Arga terpukul mendengar hinaan yang di tujukan kepada sang Ayah.
“Tidak apa- ....”
“Nah ini dia Kakaknnya si bradalan itu!” ucapan Arga terputus oleh Pak Syamsul yang merasa geram.
Semua staf keluar dan mengelilingi Arga, tatapan kesal terlihat di wajah orangtua yang anaknya di pukuli.
“Di mana anak itu! Dia harus bertanggung jawab atas apa yang dia lakukan pada anak-anak kami!”
Arga mengepalkan tangan, dia merasa geram atas tuduhan yang di arahkan pada sang adik.
“Tenang Bapak-bapak. Jangan main hakim sendiri.” Mahendra mengingatkan rekan-rekannya.
“Bapak jangan ikut campur, ini bukan masalah sepele lagi. Bisma sudah sangat keterlaluan.”
Telinga Arga terasa panas, walau dia cukup menghargai usaha Mahendra yang melindunginya.
“Baguslah, kita semua berkumpul disini, saya juga datang untuk meminta pertanggung jawaban.” Semua orang diam mendengar ucapan Arga.
Mahendra kini menoleh menghadap pemuda itu.
“Adik saya terbaring lemah di Rumah Sakit, dia korban pemukulan dan saksi mengatakan beberapa anak laki-laki berseragam sekolah yang sama menghajar Bisma lalu meninggalkannya terkapar di tengah jalan.”
Semua yang berada di ruangan itu, tertegun.
“Jangan fitnah kamu!”
“Hey!” tunjuk Arga lantang. Amarahnya terpancing.

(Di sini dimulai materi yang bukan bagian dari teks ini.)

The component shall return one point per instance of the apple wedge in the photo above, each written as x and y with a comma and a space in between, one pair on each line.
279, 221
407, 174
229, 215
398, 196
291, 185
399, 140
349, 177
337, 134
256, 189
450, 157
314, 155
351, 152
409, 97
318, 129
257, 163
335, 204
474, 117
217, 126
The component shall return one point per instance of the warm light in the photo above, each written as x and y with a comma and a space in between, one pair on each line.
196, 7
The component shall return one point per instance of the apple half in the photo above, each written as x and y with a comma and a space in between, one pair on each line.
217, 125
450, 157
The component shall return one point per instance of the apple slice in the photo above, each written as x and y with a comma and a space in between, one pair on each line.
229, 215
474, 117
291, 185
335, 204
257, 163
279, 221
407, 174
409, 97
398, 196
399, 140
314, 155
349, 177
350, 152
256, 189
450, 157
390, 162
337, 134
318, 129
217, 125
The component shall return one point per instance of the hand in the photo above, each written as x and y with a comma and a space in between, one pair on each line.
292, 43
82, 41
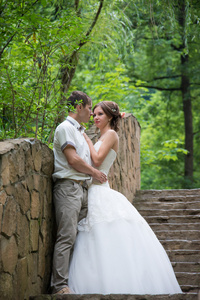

Tuduhan itu sangat membuatnya marah
“Saya pastikan, jika anak-anak kalian terbukti menganiaya adik saya maka. Tempat mereka akan berakhir di penjara.”
Arga berlalu setelah mengatakannya, langkah pemuda itu pasti. Meninggalkan para staf yang merana karena khawatir.